Later I saw this letter. It was like no other that has ever come under my eye. Written at intervals, as her hand had power or her misery found words, it bore on its face all the evidences of that restless, suffering spirit which for thirty-six hours drove her in frenzy about her room, and caused Loretta to say, in her effort to describe her mistress' face as it appeared to her at the end of this awful time: "It was as if a blight had passed over it. Once gay and animated beyond the power of any one to describe, it had become a ghost's face, with the glare of some awful resolve upon it." I give this letter just as it was written-disjointed paragraphs, broken sentences, unfinished words and all. The breaks show where she laid down her pen, possibly for that wild pacing of the floor which left such unmistakable signs behind it.
It opens abruptly:
"I killed him. I am all that I said I was, and you can never again give me a thought save in the way of cursing and to bewail the day I came into your life. But you can not hate me more than I hate myself, my wicked self, who, seeing an obstacle in the way to happiness, stamped it out of existence, and so forfeited all right to happiness forever.

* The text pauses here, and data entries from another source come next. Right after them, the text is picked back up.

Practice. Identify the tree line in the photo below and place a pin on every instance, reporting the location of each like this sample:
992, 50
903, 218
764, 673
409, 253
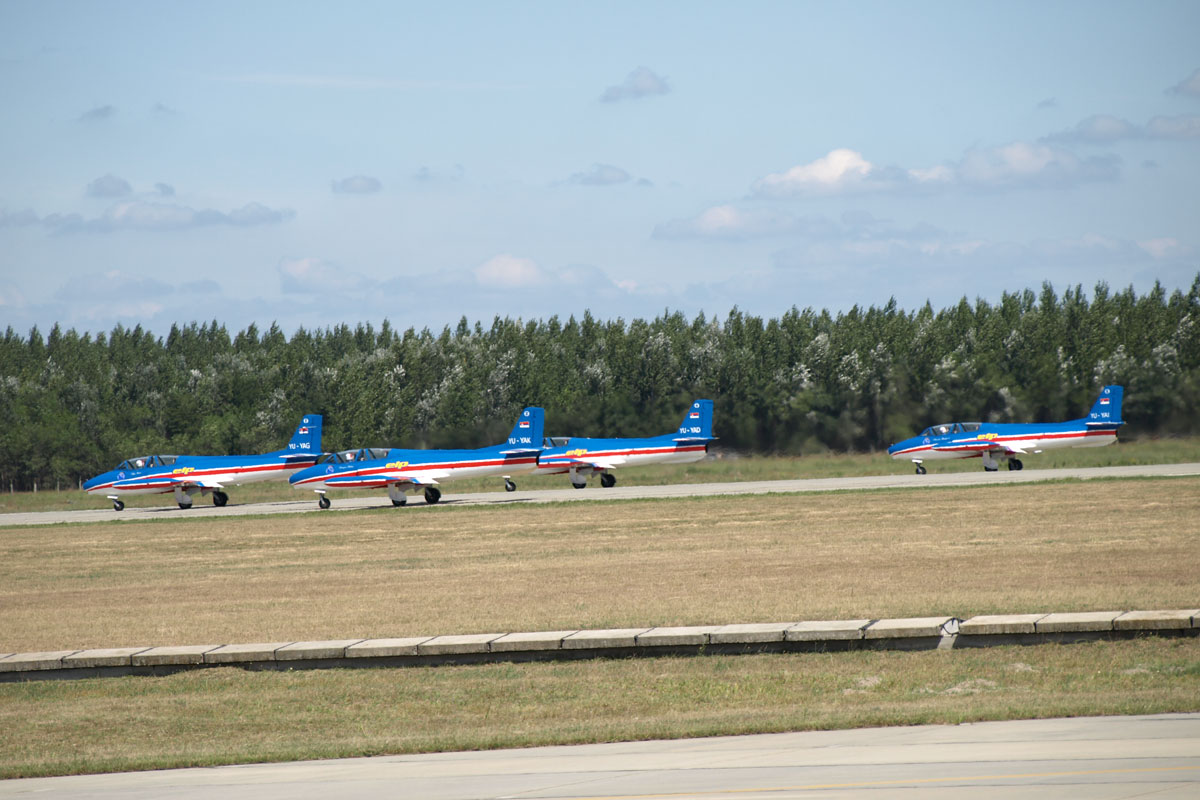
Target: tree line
75, 404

"It was so easy! Had it been a hard thing to do; had it been necessary to lay hand on knife or lift a pistol, I might have realized the act and paused. But just a little spring which a child's hand could manage - Who, feeling for it, could help pressing it, if only to see - "I was always a reckless girl, mad for pleasure and without any thought of consequences. When school bored me, I took all my books out of my desk, called upon my mates to do the same, and, stacking them up into a sort of rostrum in a field where we played, first delivered an oration from them in which reverence for my teachers had small part, then tore them into pieces and burned them in full sight of my admiring school-fellows. I was dismissed, but not with disgrace. Teachers and scholars bewailed my departure, not because they liked me, or because of any good they had found in me, but because my money had thrown luster on them and on the whole establishment.

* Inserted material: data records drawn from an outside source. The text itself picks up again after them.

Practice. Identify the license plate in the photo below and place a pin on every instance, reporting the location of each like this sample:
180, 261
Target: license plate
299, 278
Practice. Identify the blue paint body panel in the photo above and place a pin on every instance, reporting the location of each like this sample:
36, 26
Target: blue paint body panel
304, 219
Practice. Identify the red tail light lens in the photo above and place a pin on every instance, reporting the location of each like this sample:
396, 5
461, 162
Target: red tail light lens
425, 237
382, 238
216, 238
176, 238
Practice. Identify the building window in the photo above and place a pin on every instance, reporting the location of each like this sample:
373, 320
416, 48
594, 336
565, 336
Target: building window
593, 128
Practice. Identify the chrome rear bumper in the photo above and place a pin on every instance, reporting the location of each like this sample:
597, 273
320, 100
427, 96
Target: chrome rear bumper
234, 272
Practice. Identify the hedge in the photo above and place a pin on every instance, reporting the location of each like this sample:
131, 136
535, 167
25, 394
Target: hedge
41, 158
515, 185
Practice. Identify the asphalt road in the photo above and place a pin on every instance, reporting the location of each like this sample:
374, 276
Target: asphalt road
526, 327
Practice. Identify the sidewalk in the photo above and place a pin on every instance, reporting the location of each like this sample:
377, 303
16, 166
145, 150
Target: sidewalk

This was when I was twelve, and it was on account of this reckless escapade that I was sent west and kept so long from home and all my flatterers. My guardian meant well by this, but in saving me from one pitfall he plunged me into another. I grew up without Cora and also without any idea of the requirements of my position or what I might anticipate from the world when the time came for me to enter it. I knew that I had money; so did those about me; but I had little or no idea of the amount, nor what that money would do for me when I returned to Washington. So, in an evil day, and when I was just eighteen, I fell in love, or thought I did, with a man - (Oh, Francis, imagine it, now that I have seen you!) - of sufficient attraction to satisfy one whose prospects were limited to a contracted existence in some small town, but no more fitted to content me after seeing Washington life than if he had been a common farm hand or the most ordinary of clerks in a country store.

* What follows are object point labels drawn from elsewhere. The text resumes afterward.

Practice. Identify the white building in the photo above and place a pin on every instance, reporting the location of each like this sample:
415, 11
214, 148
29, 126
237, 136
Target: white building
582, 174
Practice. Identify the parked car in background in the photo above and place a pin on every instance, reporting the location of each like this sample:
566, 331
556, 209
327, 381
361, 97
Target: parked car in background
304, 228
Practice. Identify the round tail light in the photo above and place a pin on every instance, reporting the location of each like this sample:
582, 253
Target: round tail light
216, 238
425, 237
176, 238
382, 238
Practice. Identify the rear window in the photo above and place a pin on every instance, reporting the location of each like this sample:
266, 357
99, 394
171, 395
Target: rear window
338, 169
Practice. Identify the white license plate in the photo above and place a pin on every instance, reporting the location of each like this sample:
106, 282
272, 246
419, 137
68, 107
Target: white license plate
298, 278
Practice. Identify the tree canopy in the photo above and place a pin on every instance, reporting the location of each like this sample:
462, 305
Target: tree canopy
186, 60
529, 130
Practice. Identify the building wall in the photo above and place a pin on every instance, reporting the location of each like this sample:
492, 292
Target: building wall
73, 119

But I was young, ignorant and self-willed, and thought because my cheek burned under his look that he was the man of men, and suited to be my husband. That is, if I thought at all, which is not likely; for I was in a feverish whirl, and just followed the impulse of the moment, which was to be with him whenever I could without attracting the teacher's attention. And this, alas! was only too often, for he was the brother of one of our storekeepers, a visitor in Owosso, and often in the store where we girls went. Why the teachers did not notice how often we needed things there, I do not know. But they did not, and matters went on and - "I can not write of those days, and you do not want to hear about them. They seem impossible to me now, and almost as if it had all happened to some one else, so completely have I forgotten the man except as the source and cause of an immeasurable horror. Yet he was not bad himself; only ordinary and humdrum. Indeed, I believe he was very good in ways, or so his brother once assured me. We would not have been married in the way we were if he had not wanted to go to the Klondike for the purpose of making money and making it quickly, so that his means might match mine.
"I do not know which of us two was most to blame for that marriage.
He urged it because he was going so far away and wanted to be sure of me. I accepted it because it seemed to be romantic and because it pleased me to have my own way in spite of my hard old guardian and the teachers, who were always prying about, and the girls, who went silly over him - for he was really handsome in his way - and who thought, (at least many of them did,) that he cared for them when he cared only for me.
"I have hated black eyes for a year. He had black eyes.
"I forgot Cora, or, rather, I did not let any remembrance of her hinder me. She was a very shadowy person to me in those days. I had not seen her since we were both children, and as for her letters - they were almost a bore to me; she lived such a different life from mine and wrote of so many things I had no interest in. On my knees I ask her pardon now. I never understood her. I never understood myself. I was light as thistledown and blown by every breeze. There came a gust one day which blew me into the mouth of hell. I am hovering there yet and am sinking, Francis, sinking - Save me! I love you - I - I - "It was all planned by him - I have no head for such things.